The United Kingdom’s development finance institution, British International Investment (BII), has announced a $26.5 million commitment to AFEX, Africa’s leading commodities platform.
The partnership between BII and AFEX is part of a broader effort to improve food security and promote agricultural development in Nigeria, Kenya, and Uganda. The funding will go towards the construction of more warehouses and other infrastructure, as well as the expansion of AFEX’s operations in these countries, aimed at improving access to markets and financing for small-scale farmers who play a vital role in the agricultural sector and the economies of these countries.
The partnership agreement was officially signed recently at a ceremony in Lagos, attended by Jonny Baxter,British deputy high commissioner; Nick O’Donohoe, BII CEO; and Ayodeji Balogun,CEO of AFEX Group.
The funding from BII will be used to build 20 modern warehouses in strategic locations across Nigeria, Kenya, and Uganda. This infrastructure will be vital in facilitating the storage and transportation of agricultural products, and the warehouses will be equipped with advanced software to track inventory and prices.
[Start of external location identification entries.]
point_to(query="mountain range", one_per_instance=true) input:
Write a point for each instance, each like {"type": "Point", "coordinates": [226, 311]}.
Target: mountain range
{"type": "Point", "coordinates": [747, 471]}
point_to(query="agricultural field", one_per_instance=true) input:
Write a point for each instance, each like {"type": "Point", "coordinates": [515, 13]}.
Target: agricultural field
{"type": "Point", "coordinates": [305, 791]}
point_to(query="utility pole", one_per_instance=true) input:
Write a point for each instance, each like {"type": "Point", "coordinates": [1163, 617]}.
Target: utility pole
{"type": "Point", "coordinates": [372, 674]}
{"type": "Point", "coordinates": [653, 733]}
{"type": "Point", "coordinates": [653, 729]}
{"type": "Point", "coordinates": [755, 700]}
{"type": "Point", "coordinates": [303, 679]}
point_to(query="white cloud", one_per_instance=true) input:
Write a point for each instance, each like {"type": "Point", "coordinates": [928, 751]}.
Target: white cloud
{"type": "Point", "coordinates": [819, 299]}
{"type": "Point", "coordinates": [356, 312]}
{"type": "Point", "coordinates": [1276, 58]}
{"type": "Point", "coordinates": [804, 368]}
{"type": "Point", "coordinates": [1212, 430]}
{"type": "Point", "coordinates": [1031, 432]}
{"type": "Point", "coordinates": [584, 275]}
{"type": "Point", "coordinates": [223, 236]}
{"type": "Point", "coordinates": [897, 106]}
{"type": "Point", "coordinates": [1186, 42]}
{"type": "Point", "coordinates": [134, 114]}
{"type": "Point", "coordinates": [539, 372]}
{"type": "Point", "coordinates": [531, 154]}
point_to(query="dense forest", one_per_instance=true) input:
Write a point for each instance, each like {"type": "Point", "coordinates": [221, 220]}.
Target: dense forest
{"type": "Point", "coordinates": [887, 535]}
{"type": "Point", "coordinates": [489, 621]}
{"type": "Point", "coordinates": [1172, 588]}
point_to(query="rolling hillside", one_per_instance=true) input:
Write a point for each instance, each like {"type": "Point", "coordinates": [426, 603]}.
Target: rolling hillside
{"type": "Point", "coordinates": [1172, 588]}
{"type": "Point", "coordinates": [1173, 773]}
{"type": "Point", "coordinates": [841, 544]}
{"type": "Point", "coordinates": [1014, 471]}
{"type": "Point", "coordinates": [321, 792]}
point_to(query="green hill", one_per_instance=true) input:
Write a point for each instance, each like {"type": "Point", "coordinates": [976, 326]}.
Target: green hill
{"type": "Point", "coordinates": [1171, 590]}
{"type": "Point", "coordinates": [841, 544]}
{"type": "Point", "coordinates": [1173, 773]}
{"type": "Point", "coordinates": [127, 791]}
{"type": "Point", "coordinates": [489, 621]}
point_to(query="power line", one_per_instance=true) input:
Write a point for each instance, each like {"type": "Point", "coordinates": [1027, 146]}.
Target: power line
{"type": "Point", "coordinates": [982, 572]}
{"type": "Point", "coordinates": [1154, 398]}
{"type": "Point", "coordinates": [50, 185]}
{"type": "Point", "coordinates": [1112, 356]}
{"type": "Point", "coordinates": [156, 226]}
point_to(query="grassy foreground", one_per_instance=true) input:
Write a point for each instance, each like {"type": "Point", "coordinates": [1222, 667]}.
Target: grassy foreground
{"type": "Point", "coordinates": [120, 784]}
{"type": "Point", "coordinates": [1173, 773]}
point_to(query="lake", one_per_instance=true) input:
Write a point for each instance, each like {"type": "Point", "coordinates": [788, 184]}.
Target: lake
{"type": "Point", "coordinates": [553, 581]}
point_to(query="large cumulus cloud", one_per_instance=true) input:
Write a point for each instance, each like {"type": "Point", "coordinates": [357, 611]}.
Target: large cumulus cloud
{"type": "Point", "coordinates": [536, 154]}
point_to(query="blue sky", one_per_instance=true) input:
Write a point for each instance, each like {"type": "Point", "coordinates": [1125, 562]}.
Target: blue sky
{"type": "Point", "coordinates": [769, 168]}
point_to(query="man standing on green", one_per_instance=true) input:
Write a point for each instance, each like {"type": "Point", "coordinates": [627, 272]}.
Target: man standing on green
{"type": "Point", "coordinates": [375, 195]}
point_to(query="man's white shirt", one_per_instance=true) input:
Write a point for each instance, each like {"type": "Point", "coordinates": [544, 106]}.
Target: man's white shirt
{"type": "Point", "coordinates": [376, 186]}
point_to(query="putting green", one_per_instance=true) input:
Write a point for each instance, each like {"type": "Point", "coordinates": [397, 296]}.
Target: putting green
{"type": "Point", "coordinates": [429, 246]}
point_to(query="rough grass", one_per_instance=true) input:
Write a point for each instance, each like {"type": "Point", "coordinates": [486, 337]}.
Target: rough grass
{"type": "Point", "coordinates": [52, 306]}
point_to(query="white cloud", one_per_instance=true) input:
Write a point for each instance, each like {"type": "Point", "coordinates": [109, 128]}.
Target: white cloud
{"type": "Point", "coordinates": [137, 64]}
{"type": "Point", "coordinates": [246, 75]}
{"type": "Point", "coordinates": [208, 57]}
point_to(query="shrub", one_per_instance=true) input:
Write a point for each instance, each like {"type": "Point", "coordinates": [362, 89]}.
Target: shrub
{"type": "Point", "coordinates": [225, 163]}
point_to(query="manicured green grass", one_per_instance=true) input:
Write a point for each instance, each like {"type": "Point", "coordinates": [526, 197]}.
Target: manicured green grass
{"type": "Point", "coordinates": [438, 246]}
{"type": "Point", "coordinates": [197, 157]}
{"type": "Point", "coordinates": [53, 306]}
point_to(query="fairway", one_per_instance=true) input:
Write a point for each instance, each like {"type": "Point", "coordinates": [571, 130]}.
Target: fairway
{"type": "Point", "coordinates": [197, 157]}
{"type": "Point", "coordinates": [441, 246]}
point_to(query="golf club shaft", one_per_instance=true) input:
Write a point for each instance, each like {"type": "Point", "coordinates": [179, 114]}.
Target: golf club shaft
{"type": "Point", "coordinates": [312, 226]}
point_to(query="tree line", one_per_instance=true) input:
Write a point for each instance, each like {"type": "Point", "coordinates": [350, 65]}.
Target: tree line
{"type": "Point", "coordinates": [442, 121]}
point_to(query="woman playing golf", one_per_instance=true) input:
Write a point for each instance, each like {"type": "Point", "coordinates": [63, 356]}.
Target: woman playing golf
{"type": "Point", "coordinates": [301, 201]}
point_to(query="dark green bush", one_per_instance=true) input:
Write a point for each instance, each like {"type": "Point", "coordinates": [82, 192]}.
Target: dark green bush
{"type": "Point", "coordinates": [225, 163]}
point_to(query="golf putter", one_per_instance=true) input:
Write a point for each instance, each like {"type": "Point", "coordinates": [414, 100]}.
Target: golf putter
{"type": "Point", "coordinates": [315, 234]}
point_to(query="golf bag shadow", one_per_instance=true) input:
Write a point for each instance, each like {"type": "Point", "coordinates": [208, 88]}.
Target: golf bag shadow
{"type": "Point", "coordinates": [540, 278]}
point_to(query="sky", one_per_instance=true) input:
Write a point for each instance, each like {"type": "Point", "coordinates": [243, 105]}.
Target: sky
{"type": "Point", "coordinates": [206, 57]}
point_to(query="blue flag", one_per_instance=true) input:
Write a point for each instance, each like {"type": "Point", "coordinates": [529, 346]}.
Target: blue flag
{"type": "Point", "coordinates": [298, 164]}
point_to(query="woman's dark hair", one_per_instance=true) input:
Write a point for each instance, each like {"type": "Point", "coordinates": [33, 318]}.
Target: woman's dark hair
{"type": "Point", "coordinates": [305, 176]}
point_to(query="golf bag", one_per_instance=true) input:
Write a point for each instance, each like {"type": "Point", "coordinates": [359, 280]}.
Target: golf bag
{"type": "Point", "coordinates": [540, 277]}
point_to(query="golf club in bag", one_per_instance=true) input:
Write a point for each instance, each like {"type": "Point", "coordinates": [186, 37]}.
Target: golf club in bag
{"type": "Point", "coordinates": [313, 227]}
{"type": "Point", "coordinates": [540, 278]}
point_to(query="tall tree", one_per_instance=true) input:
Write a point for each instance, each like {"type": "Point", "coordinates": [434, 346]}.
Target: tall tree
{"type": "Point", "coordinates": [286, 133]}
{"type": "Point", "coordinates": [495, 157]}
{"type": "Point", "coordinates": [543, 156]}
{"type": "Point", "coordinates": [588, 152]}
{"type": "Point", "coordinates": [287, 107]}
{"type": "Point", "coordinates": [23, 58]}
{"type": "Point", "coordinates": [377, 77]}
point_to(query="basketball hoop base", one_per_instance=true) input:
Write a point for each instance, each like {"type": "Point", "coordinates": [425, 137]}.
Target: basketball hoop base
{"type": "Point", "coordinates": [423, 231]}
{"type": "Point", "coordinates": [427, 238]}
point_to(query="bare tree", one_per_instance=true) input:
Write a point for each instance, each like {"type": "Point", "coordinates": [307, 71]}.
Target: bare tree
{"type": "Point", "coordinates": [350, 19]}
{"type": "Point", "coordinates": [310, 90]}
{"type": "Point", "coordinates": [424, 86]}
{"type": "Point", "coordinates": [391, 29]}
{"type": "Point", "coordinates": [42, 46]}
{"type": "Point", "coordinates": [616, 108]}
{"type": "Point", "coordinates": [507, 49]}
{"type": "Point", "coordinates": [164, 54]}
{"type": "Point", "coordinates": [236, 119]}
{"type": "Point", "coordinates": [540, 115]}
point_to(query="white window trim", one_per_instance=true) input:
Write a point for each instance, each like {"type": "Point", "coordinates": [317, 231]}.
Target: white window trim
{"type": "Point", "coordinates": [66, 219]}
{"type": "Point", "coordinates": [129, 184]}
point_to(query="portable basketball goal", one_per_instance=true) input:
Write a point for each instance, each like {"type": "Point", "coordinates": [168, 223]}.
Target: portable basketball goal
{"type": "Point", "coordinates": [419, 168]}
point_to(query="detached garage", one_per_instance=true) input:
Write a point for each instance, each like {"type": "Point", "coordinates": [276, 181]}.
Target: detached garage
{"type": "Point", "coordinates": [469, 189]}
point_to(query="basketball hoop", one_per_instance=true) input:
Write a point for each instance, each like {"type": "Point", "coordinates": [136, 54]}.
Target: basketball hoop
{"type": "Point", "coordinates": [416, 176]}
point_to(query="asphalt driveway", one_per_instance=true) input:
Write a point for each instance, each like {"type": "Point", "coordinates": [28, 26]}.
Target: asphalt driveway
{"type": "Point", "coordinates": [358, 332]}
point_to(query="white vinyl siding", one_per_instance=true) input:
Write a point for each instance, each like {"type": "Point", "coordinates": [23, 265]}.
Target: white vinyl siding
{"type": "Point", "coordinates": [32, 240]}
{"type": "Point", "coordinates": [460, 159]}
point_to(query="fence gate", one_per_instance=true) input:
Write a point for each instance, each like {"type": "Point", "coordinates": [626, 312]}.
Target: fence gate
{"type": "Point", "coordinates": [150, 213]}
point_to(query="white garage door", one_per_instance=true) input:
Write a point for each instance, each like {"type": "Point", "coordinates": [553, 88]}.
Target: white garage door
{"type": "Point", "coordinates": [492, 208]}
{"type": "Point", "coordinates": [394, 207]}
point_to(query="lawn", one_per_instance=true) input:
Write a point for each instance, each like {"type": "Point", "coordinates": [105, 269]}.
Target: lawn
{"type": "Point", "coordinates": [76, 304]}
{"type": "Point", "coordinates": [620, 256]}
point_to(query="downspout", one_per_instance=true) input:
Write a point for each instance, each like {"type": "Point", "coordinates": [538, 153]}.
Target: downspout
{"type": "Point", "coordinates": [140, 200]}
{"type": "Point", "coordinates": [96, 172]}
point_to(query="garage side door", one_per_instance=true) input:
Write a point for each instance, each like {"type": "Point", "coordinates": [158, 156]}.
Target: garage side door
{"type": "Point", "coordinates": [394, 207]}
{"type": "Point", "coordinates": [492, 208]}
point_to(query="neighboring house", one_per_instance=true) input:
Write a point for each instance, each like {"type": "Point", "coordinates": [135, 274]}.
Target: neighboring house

The additional storage capacity provided by the new warehouses is expected to be a game-changer for farmers in the region. With access to low-cost storage, farmers will be able to store their crops for longer periods of time, allowing them to wait for prices to rise before selling their products. This could increase farmer incomes by up to 200 per cent, providing a much-needed boost to smallholder farmers who are often struggling to make ends meet.
In addition to the construction of the new warehouses, BII’s investment will also fund the development of a soybean processing plant in Ibadan, Nigeria’s third largest city by population and a drying facility in Uganda. These projects are expected to create more than 700 temporary jobs and over 80 permanent positions, providing significant economic benefits to local communities.
AFEX, in a statement, described agriculture as a vital sector in Nigeria, Kenya, and Uganda, accounting for 25 per cent of GDP and employing 70 per cent of the population. It noted that smallholder and subsistence farmers make up the majority of the agricultural workforce, but they face numerous challenges that limit their ability to earn a sustainable income. These challenges include macroeconomic uncertainty, lack of access to markets, and unpredictable sales from crop harvests.
Commenting on the transaction,Nick O’Donohoe, BII’s chief executive officer said, “The World Bank estimates that Africa’s food import bill has reached $30 billion in recent decades. This is why we need to back technology-driven companies like AFEX because they help reduce that import cost by supporting smallholder farmers to increase local food production and boost their incomes.”
In response, Ayodeji Balogun, AFEX Group CEO highlighted the significance of the investment, describing it as a landmark moment in the commodities player’s mission to revolutionise agriculture and elevate food security across Africa.
“By directing fresh capital towards developing technologically advanced warehouses and critical facilities, we are significantly enhancing market access and income potential for smallholder farmers,” Balogun said.
On his part, Jonny Baxter,British deputy high commissioner in Lagos expressed pride in BII’s support and its role in enhancing agricultural productivity and food security in Nigeria.
Baxter also acknowledged the vital importance of the agricultural sector in Nigeria’s economy and looked forward to the continued growth of AFEX.
The investment is set to support the achievement of several UN Sustainable Development Goals, including Zero Hunger (SDG2), Decent Work and Economic Growth (SDG8), and Responsible Consumption and Production (SDG12). It is also considered a crucial step towards addressing the challenges of food insecurity and promoting sustainable agricultural practices in Africa.